Hubo un tiempo en que se debatía si era más fecundo escribir enamorada o, todo lo contrario, acomodarse en los grises para evitar una prosa con exceso de brincos. Kingsley Amis apreciaba mucho el estado de resaca, pues aseguraba que dicho malestar le aportaba cierta lucidez metafísica. Y la historia, por su parte, demuestra que se ha escrito no solo en todo trance, sino también en las circunstancias más extremas. Ahí están los cuadernos de Wittgenstein rasgados en las trincheras, los versos de Verlaine desde la cárcel de Mons o las líneas que Agota Kristof anotaba mentalmente en la fábrica de relojes suiza donde trabajó. No fue la única: Jacques Rancière habla en El espectador emancipado de aquellos obreros que, al salir de la cadena de montaje, escribían poemas y se desalineaban.

Cuesta imaginar, cuando todo es incierto y volátil, a quienes se entregan al folio como manera de resistir, o desaparecer. Un acto de fuga y a la vez de búsqueda, como necesidad de encuentro y acuerdo. Ahora llegan las obras concebidas durante los dos años de pandemia, un tiempo ralentizado en el que la muerte comía y cenaba con nosotros.
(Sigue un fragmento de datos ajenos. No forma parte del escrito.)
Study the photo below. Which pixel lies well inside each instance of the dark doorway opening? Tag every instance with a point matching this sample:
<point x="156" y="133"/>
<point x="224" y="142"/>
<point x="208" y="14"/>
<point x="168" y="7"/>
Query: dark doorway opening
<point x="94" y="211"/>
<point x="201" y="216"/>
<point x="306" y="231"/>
Pienso en el pequeño acto de rebeldía que supuso para sus autores dejar de ser ellos en ese contexto enajenado, o acaso existir a través de las vidas de otros. “Es escritor el que persiste en su propia estupidez”, le escuché decir en una ocasión a Pablo d’Ors, capaz de resumir el verdadero sentido de la escritura, alejado de la vanidad que implica publicar.

La fina artesanía practicada por quienes arman una historia fatiga las manos a una de­terminada edad, pero las ideas disparan los dedos, que olvidan los dolores del cuerpo, reencarnado en los de sus personajes. Dos ejemplos: en La Loca (Ediciones B), Cristina Fallarás presenta una voz muy distinta de Juana I de Castilla, una mujer calumniada y encerrada durante 46 años en una sola estancia del monasterio de Tordesillas; con su prosa hipnótica, una cuchilla sobre hielo, desmonta la falacia histórica que estereotipó el personaje durante siglos. Y Ana Merino ha accedido al archivo personal de Joaquín Amigo, compadre de Lorca, para dar forma a Amigo (Destino), una apasionante novela de campus que se entreteje con una investigación poética e histórica.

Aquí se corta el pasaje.